OTTAWA (Reuters) - The leader of Canada’s opposition New Democratic Party (NDP), Jagmeet Singh, on Wednesday threatened not to back Prime Minister Justin Trudeau’s minority government unless it commits to tackling some of his policy concerns.
But Singh’s demands should not be difficult for Trudeau to address, and another small party, the Bloc Quebecois, on Wednesday appeared to signal it was open to supporting the government, at least initially.
Trudeau’s Liberals lost their parliamentary majority in an election last month and must now try to govern with the help of other parties, and the NDP is the most likely ally on many issues.
Trudeau is due to unveil his plans to the House of Commons in the so-called Throne Speech, which is followed by a confidence vote, in early December.
“We’re absolutely open to voting against the Throne Speech if it doesn’t include some of the priorities that we know that Canadians need,” Singh told reporters, adding that he was not “drawing any lines in the sand”.
Singh’s priorities are a national plan to pay for prescription drugs, action on climate change, and concrete efforts to improve relations between Indigenous peoples and government.
Trudeau promised similar measures during his campaign.
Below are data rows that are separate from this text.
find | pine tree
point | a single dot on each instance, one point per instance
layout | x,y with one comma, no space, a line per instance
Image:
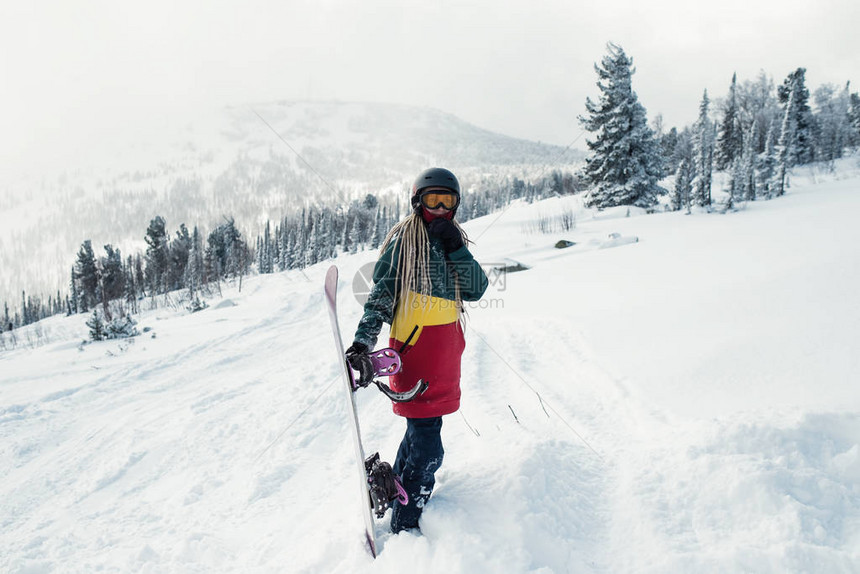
748,163
74,300
113,278
179,251
832,122
87,275
730,139
703,145
624,164
854,119
785,148
97,327
195,268
682,191
767,165
794,95
157,255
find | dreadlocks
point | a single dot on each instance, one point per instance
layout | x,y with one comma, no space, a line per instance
414,259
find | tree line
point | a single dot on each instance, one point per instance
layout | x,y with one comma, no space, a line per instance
113,285
759,133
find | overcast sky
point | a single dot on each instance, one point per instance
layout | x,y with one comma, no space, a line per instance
74,72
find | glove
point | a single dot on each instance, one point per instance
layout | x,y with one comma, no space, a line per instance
445,230
359,360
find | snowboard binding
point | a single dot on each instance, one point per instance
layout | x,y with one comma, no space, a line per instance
386,362
384,485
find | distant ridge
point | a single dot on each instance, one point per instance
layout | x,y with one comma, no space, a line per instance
232,163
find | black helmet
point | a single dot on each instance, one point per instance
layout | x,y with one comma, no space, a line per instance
433,177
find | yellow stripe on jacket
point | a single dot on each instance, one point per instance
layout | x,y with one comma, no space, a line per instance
421,310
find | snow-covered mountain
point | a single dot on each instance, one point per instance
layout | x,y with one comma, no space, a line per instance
670,393
251,162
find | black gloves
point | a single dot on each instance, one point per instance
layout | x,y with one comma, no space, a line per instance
359,360
447,232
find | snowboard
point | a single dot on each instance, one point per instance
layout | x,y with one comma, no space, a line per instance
378,487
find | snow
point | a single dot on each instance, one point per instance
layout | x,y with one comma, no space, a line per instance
685,402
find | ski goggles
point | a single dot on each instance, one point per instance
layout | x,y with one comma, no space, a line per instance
436,199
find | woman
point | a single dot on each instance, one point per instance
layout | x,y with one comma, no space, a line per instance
421,279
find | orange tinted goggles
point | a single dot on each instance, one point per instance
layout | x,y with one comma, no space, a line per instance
435,200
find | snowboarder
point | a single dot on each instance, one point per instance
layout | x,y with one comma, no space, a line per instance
424,274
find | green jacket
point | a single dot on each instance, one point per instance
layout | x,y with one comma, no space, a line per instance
458,268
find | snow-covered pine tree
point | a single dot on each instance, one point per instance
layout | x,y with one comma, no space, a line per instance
354,236
113,278
87,276
794,95
767,164
683,185
703,149
787,137
194,270
179,250
624,164
730,139
854,117
832,122
74,302
130,286
97,327
748,163
157,255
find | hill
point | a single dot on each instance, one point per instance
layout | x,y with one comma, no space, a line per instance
670,393
253,163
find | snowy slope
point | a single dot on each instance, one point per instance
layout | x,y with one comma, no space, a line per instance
253,162
684,403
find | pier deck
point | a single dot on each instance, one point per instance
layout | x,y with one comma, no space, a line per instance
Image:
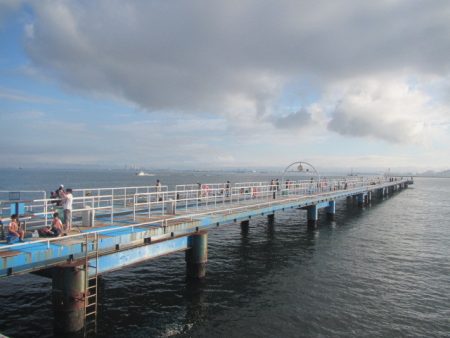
154,223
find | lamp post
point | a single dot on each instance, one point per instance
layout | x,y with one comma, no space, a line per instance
299,166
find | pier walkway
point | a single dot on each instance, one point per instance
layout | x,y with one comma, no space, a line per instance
119,227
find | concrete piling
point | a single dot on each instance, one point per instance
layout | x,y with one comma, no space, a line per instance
197,256
69,291
313,215
331,210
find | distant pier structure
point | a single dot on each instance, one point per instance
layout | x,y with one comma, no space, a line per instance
118,227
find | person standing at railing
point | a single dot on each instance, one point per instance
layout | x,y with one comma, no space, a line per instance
15,234
57,227
158,190
67,199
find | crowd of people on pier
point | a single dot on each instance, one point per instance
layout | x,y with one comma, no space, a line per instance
62,199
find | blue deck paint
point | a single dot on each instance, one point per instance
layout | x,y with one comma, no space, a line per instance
119,246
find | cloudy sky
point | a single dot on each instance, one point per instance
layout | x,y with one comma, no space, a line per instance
218,84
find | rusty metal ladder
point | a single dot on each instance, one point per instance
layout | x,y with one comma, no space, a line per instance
91,285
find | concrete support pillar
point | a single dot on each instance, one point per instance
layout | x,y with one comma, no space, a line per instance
197,256
68,298
361,199
331,210
244,225
313,215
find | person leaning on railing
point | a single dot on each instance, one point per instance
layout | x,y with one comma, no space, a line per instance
15,234
67,199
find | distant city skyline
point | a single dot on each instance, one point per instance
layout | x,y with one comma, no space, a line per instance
232,84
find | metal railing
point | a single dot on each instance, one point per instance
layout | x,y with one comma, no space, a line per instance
356,187
152,202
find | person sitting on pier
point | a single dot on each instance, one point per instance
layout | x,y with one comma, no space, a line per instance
46,231
15,234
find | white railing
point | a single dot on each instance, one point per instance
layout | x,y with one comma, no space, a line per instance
152,202
231,209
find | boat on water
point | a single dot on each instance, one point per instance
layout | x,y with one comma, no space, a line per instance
143,173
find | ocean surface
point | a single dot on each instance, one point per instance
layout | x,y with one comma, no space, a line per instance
381,271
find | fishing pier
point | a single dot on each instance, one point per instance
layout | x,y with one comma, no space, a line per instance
120,227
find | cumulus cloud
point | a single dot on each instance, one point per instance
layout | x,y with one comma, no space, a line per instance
300,119
235,58
388,109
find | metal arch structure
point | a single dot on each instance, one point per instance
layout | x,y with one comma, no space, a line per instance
299,169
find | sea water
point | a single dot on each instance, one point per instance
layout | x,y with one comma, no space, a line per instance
381,271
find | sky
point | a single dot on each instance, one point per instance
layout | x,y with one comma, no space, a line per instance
346,84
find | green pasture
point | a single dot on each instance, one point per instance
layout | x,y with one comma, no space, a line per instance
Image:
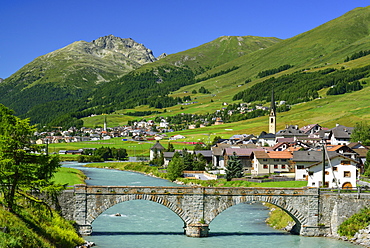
134,148
69,176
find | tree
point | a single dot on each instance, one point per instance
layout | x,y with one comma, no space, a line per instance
361,133
21,169
367,164
175,167
234,168
200,163
170,147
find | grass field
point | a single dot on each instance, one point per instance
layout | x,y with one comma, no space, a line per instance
143,168
134,148
69,176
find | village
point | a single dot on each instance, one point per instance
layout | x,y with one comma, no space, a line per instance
294,153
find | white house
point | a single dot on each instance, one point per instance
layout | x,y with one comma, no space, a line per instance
304,159
341,172
267,162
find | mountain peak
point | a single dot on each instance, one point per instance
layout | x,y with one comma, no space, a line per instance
127,47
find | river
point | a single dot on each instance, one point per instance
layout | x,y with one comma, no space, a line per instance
147,224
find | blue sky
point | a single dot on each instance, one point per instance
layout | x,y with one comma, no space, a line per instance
29,29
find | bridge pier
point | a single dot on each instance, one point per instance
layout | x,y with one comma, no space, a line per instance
196,230
85,230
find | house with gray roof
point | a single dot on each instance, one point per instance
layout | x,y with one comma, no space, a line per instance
303,159
340,135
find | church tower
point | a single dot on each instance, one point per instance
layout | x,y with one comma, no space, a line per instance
272,115
105,124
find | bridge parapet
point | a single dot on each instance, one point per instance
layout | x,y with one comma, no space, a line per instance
196,206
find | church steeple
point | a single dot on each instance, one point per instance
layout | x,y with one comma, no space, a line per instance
272,115
105,123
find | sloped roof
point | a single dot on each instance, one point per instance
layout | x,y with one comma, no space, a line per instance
157,146
205,153
361,152
342,132
311,156
241,151
337,155
273,154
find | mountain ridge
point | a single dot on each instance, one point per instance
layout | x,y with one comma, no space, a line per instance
223,66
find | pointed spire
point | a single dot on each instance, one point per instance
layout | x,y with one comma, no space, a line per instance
273,107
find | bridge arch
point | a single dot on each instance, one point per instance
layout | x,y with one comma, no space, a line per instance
277,201
111,201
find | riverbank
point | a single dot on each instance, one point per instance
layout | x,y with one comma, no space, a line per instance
35,226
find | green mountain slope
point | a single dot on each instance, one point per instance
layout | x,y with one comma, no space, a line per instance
72,71
225,67
217,52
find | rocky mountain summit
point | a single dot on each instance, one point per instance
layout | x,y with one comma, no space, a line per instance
72,71
127,47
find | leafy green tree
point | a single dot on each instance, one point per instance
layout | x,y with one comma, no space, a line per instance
200,163
158,158
188,159
234,168
175,167
21,169
170,147
367,164
361,133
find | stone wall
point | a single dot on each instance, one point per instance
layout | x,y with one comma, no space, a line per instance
335,208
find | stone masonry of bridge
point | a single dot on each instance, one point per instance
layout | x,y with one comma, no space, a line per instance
315,213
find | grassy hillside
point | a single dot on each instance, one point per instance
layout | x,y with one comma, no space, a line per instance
217,52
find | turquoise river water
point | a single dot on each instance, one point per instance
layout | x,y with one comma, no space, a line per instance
148,224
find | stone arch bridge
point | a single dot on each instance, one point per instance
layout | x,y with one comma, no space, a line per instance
315,213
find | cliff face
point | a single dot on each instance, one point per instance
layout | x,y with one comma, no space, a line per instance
127,47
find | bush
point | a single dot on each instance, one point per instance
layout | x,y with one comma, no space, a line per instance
355,223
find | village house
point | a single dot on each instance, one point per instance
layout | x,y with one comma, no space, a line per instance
266,139
157,148
243,154
340,172
304,159
291,131
268,162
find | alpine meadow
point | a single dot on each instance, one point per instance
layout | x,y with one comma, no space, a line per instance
322,76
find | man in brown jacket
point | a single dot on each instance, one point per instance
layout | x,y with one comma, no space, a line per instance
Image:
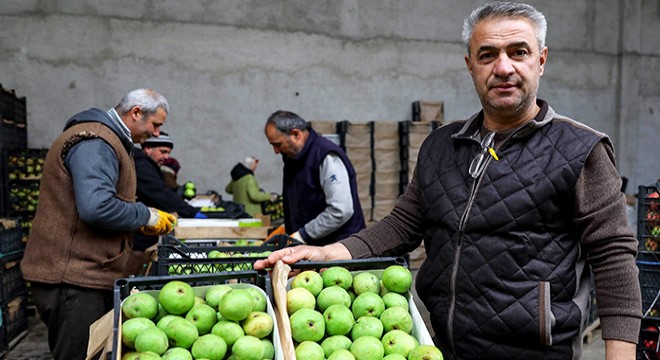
80,242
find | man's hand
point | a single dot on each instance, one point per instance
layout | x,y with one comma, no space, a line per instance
160,223
294,254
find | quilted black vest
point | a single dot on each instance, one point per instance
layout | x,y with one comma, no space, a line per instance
504,276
The Liberals are 13 seats short of a majority in the 338-member House of Commons, and the NDP has 24 seats.
Trudeau will seek to avoid big confrontations with other parties in his Throne Speech, Bloc Quebecois leader Yves-Francois Blanchet said after meeting the prime minister earlier on Wednesday.
“What I understood from what Mr. Trudeau told me is that there will be a lot of elements ... which could bring together many people in Parliament,” Blanchet told reporters.
“I think the government will avoid the worst potential areas of conflict,” he said after what he called a friendly 45-minute talk with Trudeau.
The Bloc, which seeks independence for the mainly French-speaking province of Quebec, could collaborate with the Liberals in areas such as fighting climate change and improving the lives of senior citizens, Blanchet said. The Bloc has 32 seats.
Working with a separatist party is politically sensitive for the leader of Canada’s federal government, however.